Sherry v. State

POWELL, Presiding Judge.

Billy Joe Sherry, plaintiff in error, hereinafter referred to as defendant, ■ was charged in the district court of Tulsa County with the crime of uttering a forged instrument ; that he uttered and published as true to one Shoeland Shoe Store a check in the amount of $15 made payable to David Roper and signed by Mrs. Floyd L. Roper, and that said check was forged, etc. To this charge the defendant on September 30, 1959 entered a plea of not guilty, and the case was set for jury trial for November 5, 1959. On November 24, 1959 the defendant having theretofore changed his plea of not guilty to guilty, he came before the court for sentencing. The court sentenced defendant to two years in the State Penitentiary, whereupon counsel gave notice of appeal to the Court of Criminal Appeals.

Petition in error with affidavit of defendant’s counsel was filed in this Court on May 20, 1960, in which it is alleged that defendant was but 17 years of age at the commission of the crime, and that he agreed with the county attorney of Tulsa County that he would make restitution of the $15 involved to the Shoeland Shoe Store, and would enter a plea of guilty to the charge, if the county attorney would recommend a one-year sentence, and that in compliance with said agreement, restitution was made to the complaining witness and the county attorney, according to his agreement, recommended to the district judge presiding, Judge Eben L. Taylor, a sentence of one year, but the court refused to follow the recommendation of the county attorney, and sentenced defendant to two years in the State Penitentiary.
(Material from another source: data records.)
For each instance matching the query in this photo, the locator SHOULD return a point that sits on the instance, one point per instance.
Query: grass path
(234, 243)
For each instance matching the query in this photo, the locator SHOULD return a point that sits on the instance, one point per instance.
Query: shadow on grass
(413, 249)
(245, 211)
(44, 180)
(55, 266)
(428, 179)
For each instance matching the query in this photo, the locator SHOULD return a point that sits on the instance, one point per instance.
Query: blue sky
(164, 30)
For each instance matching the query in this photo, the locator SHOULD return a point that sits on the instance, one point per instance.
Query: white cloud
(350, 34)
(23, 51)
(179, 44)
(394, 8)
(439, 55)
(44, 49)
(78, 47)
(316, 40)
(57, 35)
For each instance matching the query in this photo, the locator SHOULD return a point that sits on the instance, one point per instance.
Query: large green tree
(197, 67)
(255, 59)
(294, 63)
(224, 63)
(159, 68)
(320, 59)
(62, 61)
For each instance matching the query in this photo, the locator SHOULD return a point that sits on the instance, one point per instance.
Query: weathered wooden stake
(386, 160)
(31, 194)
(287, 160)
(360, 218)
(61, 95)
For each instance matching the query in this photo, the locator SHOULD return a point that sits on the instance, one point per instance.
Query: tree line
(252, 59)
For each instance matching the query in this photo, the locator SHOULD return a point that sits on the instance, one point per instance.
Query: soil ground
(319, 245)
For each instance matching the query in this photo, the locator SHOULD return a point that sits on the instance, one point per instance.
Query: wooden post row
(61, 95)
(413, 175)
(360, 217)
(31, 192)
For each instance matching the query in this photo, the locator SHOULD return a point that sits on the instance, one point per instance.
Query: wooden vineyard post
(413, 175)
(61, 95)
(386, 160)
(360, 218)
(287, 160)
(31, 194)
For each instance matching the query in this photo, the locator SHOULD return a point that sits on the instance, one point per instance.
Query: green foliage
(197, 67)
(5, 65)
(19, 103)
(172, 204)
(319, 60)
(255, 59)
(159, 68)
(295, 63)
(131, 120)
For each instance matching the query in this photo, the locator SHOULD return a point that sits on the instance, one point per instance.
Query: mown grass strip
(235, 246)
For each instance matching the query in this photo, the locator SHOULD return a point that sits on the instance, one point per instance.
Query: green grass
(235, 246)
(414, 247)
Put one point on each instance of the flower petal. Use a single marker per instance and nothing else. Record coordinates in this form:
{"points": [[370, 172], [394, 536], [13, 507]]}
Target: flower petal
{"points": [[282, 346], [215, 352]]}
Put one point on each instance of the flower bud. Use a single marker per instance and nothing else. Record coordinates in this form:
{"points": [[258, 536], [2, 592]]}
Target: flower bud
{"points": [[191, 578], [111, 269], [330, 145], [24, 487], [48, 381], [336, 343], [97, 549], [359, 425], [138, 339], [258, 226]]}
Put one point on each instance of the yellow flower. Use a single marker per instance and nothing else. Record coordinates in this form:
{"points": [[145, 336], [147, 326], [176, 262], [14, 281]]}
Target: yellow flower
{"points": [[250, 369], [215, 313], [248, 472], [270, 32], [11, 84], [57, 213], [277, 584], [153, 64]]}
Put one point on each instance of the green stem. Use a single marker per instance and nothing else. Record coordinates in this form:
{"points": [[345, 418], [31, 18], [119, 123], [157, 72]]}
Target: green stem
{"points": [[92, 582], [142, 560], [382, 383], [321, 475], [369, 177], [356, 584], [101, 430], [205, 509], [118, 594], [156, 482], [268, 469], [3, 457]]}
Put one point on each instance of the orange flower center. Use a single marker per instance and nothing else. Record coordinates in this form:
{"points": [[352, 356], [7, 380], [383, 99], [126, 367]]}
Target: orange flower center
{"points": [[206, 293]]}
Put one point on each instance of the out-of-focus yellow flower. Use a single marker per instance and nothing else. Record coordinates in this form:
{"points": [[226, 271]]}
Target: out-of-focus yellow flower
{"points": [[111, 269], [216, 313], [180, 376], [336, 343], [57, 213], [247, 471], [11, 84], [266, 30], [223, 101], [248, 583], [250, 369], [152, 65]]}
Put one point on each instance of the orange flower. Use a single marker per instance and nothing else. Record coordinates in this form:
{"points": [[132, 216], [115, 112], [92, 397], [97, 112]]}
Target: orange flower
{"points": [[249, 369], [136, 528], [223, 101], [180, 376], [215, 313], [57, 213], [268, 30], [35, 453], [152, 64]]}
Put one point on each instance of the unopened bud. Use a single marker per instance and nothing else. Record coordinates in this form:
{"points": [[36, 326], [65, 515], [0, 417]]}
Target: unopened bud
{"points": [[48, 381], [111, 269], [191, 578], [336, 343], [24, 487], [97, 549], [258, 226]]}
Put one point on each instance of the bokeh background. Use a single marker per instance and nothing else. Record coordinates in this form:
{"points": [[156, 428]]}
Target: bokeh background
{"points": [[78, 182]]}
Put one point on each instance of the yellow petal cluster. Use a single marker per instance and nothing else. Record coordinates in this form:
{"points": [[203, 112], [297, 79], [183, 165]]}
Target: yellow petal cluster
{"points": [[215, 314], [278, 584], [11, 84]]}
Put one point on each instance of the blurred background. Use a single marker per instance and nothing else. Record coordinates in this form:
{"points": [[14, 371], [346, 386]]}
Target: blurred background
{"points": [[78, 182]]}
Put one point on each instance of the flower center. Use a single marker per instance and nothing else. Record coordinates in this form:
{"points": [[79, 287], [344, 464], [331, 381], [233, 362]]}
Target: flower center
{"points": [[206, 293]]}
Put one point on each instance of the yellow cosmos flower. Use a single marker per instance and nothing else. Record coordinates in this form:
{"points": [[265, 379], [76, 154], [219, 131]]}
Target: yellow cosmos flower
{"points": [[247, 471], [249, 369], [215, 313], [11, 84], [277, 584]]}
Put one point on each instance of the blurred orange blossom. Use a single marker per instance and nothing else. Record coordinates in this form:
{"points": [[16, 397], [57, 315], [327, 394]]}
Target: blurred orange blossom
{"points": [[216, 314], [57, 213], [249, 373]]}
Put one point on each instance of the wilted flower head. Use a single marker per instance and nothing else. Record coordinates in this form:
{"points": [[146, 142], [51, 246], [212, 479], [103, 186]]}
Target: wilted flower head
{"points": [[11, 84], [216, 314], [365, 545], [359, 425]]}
At hearing before this Court on September 21, 1960, counsel for the defendant readily admitted that the court was not bound to follow the recommendation of the county attorney. That is the law. Maxwell v. State, Okl.Cr., 292 P.2d 181. But counsel argued that in view of the fact of the youthfulness of the defendant, and the restitution of the small sum involved, and the presumed investigation by the county attorney of his past record, etc., that the *660sentence imposed was excessive and that this Court had power to modify it, and it was earnestly argued that such should be ■done. 22 O.S.1951 § 1066. The State did not argue the matter, and filed no brief. We assumed the appeal was by casemade and the argument appealed to this Court by reason of the youthfulness of the defendant, restitution, and the assumption that defendant had no previous record for crime. The case was submitted for an opinion.
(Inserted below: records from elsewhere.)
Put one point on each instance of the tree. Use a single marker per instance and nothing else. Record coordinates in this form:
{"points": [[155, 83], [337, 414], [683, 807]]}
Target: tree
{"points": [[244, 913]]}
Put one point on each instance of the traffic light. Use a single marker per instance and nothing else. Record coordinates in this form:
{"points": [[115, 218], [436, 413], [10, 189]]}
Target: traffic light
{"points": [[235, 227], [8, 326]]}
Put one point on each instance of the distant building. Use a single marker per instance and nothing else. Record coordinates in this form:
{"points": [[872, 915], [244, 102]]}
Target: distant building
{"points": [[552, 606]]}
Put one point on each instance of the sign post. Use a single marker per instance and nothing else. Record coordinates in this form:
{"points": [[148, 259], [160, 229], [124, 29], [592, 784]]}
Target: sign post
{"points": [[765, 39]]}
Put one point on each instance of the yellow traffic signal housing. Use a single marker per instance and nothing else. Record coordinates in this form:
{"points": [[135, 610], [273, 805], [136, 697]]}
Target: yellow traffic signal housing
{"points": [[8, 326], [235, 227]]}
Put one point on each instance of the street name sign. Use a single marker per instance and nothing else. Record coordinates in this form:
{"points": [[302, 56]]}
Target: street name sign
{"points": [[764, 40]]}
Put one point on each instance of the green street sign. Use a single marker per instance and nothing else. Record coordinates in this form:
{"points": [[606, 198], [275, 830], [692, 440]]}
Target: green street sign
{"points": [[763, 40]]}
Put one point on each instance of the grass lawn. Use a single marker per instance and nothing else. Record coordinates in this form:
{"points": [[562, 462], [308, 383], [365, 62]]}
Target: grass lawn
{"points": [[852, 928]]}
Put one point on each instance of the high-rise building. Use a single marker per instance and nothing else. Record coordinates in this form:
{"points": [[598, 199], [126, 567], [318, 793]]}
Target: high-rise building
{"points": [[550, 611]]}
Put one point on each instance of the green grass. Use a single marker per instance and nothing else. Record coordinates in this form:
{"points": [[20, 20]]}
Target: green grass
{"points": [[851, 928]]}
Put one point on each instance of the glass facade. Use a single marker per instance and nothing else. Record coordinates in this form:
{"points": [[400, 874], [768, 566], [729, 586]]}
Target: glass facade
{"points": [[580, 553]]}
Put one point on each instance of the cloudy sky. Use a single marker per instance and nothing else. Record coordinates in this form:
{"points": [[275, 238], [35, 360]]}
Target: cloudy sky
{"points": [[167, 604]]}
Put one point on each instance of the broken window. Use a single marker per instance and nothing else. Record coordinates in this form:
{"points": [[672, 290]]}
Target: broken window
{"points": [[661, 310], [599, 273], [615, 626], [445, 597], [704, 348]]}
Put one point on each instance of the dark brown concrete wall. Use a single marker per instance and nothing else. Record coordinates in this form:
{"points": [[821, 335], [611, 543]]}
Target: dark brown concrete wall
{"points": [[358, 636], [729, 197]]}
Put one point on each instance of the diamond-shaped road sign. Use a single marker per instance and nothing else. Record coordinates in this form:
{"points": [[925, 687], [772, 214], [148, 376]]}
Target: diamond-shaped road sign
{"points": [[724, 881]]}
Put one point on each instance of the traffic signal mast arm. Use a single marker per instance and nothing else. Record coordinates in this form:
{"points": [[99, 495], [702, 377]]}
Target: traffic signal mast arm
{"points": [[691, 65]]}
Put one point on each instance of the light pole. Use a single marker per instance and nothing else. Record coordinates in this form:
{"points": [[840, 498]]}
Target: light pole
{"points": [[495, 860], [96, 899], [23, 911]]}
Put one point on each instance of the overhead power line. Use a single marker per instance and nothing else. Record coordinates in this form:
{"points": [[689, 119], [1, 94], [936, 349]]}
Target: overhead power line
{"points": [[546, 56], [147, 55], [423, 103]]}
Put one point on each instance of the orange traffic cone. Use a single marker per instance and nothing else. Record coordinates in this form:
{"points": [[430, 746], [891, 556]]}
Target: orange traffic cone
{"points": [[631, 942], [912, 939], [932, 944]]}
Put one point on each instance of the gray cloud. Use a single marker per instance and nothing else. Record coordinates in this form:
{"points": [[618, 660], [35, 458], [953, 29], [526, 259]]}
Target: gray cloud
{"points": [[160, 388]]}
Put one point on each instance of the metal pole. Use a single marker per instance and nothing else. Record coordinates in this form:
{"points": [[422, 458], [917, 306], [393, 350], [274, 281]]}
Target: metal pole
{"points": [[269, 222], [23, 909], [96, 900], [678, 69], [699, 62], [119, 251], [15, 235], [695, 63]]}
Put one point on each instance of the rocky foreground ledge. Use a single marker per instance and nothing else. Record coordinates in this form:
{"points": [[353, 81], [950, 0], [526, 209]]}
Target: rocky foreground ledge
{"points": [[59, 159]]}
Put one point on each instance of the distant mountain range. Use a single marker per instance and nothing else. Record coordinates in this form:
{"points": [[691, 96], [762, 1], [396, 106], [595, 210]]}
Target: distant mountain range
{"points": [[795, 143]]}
Surprisingly, on reading the record, which we do after oral argument, though we study the briefs prior to argument, it was discovered that the appeal was by transcript, rather than by casemade, and hence did not contain a transcript of the remarks and language of the county attorney in the process of making his recommendation to the trial court as to sentence. We do not have the benefit of the remarks of the judge, if any, concerning why he could not follow the recommendation of the county attorney. The defendant may have been before the court prior to this time. The court may take into consideration the previous record of a defendant who enters a plea of guilty, in fixing his sentence. There may have been evidence taken in mitigation or aggravation of punishment to be assessed. The transcript could not show or in absence of request some other reasonable method may have been involved. See 22 O.S.1951 §§ 973-975. Williams v. State, Okl.Cr., 321 P.2d 990, paragraphs one and two of the syllabus.
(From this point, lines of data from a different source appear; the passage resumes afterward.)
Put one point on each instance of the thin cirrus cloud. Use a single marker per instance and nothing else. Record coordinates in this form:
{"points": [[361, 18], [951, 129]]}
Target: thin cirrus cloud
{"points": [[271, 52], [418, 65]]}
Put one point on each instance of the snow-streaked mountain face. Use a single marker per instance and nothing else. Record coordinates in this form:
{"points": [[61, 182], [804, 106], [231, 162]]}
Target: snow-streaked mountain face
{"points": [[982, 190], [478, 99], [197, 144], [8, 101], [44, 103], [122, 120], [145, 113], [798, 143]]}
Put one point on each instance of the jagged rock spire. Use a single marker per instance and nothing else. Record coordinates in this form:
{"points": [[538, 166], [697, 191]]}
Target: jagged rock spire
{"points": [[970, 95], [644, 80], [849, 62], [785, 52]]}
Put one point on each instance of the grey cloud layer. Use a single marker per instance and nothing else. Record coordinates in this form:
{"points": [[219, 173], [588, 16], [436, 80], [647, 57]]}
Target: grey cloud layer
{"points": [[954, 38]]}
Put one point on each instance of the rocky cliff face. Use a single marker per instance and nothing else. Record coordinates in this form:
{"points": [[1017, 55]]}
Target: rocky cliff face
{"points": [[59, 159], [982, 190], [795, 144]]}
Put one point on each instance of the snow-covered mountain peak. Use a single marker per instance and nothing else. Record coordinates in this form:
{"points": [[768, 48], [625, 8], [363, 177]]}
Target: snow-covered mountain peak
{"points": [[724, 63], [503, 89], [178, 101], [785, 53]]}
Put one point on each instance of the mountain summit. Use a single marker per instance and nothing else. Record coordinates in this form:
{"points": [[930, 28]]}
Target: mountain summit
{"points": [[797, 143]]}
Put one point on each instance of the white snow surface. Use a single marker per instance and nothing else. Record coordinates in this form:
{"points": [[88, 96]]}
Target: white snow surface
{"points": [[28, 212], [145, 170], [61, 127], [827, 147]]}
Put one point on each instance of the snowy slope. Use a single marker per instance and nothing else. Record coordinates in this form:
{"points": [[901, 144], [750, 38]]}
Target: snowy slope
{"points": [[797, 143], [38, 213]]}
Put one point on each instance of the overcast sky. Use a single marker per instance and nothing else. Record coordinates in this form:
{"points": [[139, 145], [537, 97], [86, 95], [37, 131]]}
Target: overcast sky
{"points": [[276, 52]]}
The affidavit affixed to the petition in error is silent as to defendant’s previous record, but if it were set out, we would not be privileged to consider it.

As this Court has so often said, where appeal is by petition in error and transcript, the Court of Criminal Appeals may consider only fundamental error that may be disclosed by the transcript proper, that is, the record, less a transcript of the testimony and rulings and remarks of the court and counsel, so that errors requiring an examination of the evidence may not be considered. Smith v. State, Okl.Cr., 347 P.2d 232 and cases cited; London v. State, Okl.Cr., 297 P.2d 567; and see 22 O.S.1951 § 977, detailing what constitutes the record proper, as follows:

“When judgment upon a conviction is rendered, the clerk must enter the same upon the minutes, stating briefly the offense for which the conviction has been had, and must immediately annex together and file the following papers, which constitute a record of the action:
“1st. The indictment and a copy of the minutes of the plea or demurrer.
“2nd. A copy of the minutes of the trial.
“3rd. The charges given or refused, and the indorsements, if any, thereon; and,
“4th. A copy of the judgment.”

In Wiese v. State, Okl.Cr., 305 P.2d 868, 869, Jones, P. J., speaking for this Court said:

“The question of the alleged exces-siveness of the punishment cannot be determined where the appeal is by transcript, as such question requires an examination of the evidence before the trial court.”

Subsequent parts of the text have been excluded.